05-28-2013 08:12 PM - edited 05-28-2013 08:20 PM
I do feel that Amex has been shifting their strategies over the years to target the average consumer rather than to cater to the upper echelon who are willing to pay more to receive better customer service. In the past most of their cards, if not all, charged annual fees which would cover the expenses for exceptional customer service. Now that the share of fee-free cards is a lot more significant, their customer service is also diluted, resulting in less than stellar service for the majority of consumers. If you own one of their most expensive products like the Platinum, I believe you'll get to talk to a more dedicated and knowledgeable group of CS representatives who match the well-known quality of the whole department from a decade ago.
+1. Anytime you open up a product or service to the masses, a dilution in quality is inevitable. It's simply much harder to maintain the same level of quality control over 3 million people compared to say 300,000.
Amex operates a tiered model of customer service where their best CSRs staff their centurion and platinum lines, and then there is a gradual falloff until you hit their bottom-tiered products (Zync comes to mind). The problem many people are experiencing is that they think "wow I've got an Amex", and based on it's historical reputation expect a certain level of service.

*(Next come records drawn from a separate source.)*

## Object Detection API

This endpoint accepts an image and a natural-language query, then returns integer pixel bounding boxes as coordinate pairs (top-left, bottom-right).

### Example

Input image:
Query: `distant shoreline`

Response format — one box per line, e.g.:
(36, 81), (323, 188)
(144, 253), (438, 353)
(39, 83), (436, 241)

They're then disappointed when they receive what they see to be sub-standard CS on (what is frankly) a "sub-standard Amex product".
This should be common sense in that you're going to get better service as a higher AF-paying, more profitable customer than as a "bottom-feeder", but it still eludes many. Not all customers are seen as equal, and therefore not all Amex products are equal as well. What card you have (at least) partially determines where in the hierarchy you are.